"All our documents have at least one author. That is always true, surely?"
"There might be no authors at all! It depends on where the document is
in the workflow. Sometimes there is no author until the last minute."
"Actually, come to think of it, we have purposely published documents
without an author in the past."
"Ah, not really. It depends on how you look at it. A document with an
author field that just happens to be empty or a document with no author field."
"You are just splitting hairs."
"No I'm not. There is an important difference!"
"What about where we put the author information? Sometimes we need to
put author information after the publication date, sometimes after. We have
always had a mix in our published documents. How will we support that?"
"I don't see how we can capture everything we need about how that 200
page landscape table is formatted. We don't have enough layout control."
"If we used SGML rather than XML, some of our problems would be easier
to solve."
"No. What we really need is to dump XML XSD and go back to DTD.
We never should have listened to that content management consultant."
"You are both wrong! Relax NG is obviously the way to go..."
"What we need to do is get management to pay for top-of-the-range authoring
tools. That will solve our problems."
Sitting on front of Master Foo, using some of the poorest attempts at relaxed
seating positions Master Foo had ever seen, were four highly animated employees
of a manufacturing company from the valley below Pentimenti Mountain. To attract
their attention - and stop the cacophony that was at this stage beginning to
disturb the Koi in the fishpond - Master Foo tapped his green tea cup with a
USB key.
"Gentlemen", he began, raising both palms to face his visitors,
"Please can you slow down and speak one at a time? My poor old ears are
not what they used to be and my ability to follow N simultaneous dialogs is
not what it used to be."
The din subsided.
"All I have heard in the last five minutes is the four of you uttering
the phrase 'controlled vocabulary' over and over again. You do not seem to be
getting anywhere. Which, presumably, is the reason for this visit?"

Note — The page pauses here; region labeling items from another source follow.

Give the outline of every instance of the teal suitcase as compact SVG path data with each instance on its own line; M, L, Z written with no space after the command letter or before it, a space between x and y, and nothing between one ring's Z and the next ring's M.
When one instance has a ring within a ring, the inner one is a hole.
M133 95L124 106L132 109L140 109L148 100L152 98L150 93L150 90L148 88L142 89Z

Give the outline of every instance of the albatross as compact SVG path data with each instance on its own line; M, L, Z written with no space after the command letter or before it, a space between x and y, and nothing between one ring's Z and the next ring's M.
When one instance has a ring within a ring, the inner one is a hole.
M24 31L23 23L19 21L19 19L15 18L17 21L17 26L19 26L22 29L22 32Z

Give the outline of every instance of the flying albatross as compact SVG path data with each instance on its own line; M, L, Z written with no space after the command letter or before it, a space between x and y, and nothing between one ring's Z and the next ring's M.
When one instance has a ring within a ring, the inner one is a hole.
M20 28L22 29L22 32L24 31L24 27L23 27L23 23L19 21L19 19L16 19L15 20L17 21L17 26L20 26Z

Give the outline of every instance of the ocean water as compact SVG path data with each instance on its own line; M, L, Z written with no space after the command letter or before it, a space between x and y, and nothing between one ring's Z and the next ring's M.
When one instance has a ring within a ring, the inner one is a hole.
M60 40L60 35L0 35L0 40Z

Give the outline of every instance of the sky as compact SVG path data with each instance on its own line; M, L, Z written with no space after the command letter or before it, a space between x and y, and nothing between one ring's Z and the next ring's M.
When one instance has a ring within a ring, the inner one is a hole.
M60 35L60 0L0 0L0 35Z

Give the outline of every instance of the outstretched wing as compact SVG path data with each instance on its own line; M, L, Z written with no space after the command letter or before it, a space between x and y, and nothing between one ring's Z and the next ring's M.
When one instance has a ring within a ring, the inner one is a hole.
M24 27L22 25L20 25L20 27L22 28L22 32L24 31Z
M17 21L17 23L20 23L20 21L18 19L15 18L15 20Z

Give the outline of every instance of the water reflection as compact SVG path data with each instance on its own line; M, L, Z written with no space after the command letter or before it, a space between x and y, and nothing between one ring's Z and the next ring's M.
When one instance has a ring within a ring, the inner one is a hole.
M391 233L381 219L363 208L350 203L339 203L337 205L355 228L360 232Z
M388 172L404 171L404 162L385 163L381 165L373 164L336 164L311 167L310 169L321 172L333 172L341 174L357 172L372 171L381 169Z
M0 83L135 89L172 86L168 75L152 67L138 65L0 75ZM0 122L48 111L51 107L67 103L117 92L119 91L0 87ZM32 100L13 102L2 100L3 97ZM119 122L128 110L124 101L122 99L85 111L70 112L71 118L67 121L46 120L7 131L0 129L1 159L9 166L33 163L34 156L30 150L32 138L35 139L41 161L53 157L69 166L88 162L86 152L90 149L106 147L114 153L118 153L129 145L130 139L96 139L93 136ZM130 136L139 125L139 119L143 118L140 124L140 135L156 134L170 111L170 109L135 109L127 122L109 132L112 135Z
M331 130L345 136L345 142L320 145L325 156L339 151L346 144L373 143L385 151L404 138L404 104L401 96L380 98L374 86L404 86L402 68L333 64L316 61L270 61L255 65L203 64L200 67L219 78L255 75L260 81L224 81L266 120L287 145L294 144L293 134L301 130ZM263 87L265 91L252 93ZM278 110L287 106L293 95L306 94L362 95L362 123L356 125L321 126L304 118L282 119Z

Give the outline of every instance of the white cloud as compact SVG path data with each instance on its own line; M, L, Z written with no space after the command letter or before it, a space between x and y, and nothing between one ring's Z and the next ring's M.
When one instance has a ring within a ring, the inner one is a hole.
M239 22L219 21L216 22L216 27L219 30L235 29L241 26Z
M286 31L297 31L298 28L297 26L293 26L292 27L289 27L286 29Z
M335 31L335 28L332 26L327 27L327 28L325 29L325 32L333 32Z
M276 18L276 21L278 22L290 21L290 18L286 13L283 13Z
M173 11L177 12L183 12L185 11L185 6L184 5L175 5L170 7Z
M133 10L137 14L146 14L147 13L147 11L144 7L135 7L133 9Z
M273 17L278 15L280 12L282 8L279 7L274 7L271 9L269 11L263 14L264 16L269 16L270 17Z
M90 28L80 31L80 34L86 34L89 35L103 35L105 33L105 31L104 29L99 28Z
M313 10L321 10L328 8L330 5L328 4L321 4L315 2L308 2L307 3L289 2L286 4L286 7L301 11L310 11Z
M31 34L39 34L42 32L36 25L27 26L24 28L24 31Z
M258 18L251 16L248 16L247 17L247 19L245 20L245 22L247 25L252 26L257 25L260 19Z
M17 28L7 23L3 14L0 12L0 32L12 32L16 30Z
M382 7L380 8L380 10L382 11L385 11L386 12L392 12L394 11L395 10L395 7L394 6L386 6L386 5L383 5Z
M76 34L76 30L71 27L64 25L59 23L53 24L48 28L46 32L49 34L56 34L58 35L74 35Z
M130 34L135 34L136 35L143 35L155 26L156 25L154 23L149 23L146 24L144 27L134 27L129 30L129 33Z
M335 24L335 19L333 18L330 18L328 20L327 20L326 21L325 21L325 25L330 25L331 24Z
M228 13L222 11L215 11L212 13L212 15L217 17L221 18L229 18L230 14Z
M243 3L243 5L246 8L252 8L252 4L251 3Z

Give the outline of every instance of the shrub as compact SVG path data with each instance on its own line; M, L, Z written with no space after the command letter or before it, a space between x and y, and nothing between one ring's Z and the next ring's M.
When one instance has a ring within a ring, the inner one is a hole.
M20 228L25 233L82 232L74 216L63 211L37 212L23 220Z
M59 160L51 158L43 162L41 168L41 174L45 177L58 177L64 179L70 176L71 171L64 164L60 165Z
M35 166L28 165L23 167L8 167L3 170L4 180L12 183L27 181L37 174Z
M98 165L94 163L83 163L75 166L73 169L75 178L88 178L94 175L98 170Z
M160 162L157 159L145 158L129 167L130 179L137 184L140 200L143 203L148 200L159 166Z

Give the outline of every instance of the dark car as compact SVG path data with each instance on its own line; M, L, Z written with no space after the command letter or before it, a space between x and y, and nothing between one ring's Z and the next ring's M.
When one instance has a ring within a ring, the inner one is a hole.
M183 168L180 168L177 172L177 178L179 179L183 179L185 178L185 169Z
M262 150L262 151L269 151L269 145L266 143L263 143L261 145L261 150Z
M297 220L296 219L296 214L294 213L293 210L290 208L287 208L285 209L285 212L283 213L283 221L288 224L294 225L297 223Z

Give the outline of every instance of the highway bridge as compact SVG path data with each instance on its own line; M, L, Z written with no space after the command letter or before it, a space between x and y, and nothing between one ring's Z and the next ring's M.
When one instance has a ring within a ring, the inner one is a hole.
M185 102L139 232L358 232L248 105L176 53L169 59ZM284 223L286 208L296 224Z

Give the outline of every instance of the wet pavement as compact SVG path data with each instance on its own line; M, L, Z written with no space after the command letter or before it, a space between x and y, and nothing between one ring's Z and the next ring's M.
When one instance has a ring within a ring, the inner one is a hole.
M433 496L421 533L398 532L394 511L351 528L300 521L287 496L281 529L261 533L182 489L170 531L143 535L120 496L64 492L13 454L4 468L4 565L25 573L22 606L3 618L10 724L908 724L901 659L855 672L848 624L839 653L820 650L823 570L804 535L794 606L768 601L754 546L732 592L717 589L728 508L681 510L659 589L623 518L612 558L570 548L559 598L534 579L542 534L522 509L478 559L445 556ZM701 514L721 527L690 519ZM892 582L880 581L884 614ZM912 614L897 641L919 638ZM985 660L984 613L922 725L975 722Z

"Yes, Master Foo.", the spokesman said. "We have made the journey
up Pentimenti Mountain to seek your guidance regarding how best to structure
our mountain of technical documentation. It has become clear to us that we should
be able to codify the structure of our documents and thereby increase the automation
we can apply. For example, we foresee being able to automatically generate web
pages, DVD-based libraries and so forth from a single master set of documents."
"Hmmm. Ok. Tell me more."
"Well, we have been doing some research and have had some external advice
and..."
"Yes?"
"Well, it looks as if we can only take fully advantage of all the great
tools out there - especially the XML tools - if we first formally describe the
structure of our documents. But..."
"But the 'structure' which you feel sure exists is proving difficult to
pin down? Difficult to reach consensus on?"
"Yes. That is it exactly. Every time we think we have it sorted, some
exception pops up that breaks the structural rules we are trying to create."
Master Foo's eyes widened, silently imploring the spokesperson to think it
through for himself.
"Hang on a minute. Master Foo. Just now you said we were all using the
phrase 'controlled vocabulary'. I never said that. We - none of us - said that.
What do you mean? I'm confused."
A quick look around at his colleagues confirmed the spokesperson's belief that
they too, were confused.
Master Foo sighed ever-so slightly. His face coming to rest with a faint hint
of a smile.
"Tell me. This 'structure' you seek for your documents what inheres within
that concept? What is its fundamental nature?"
"Well, when we say our documents have 'structure' we mean that they have
chunks that can be named. We believe that by naming those chunks we can better
automate the processing of large sets of documents."
"Yes. Chunks that can have names. Indeed. Anything else?"
"Well, we start at the top of the document and give the big chunks we
see names. We then look at those chunks and generally, they can be broken into
smaller pieces which themselves can have names. And so on. We build up a hierarchy
of chunks that way."
"Ah. And that hierarchy has a definable order? Author's names appearing
before the document title. Chapters before sections. Chapters inside parts,
that sort of thing?"
"Right!", the spokesperson exclaimed. With one look at Master Foo's
facial expression, his enthusiasm turned to concern.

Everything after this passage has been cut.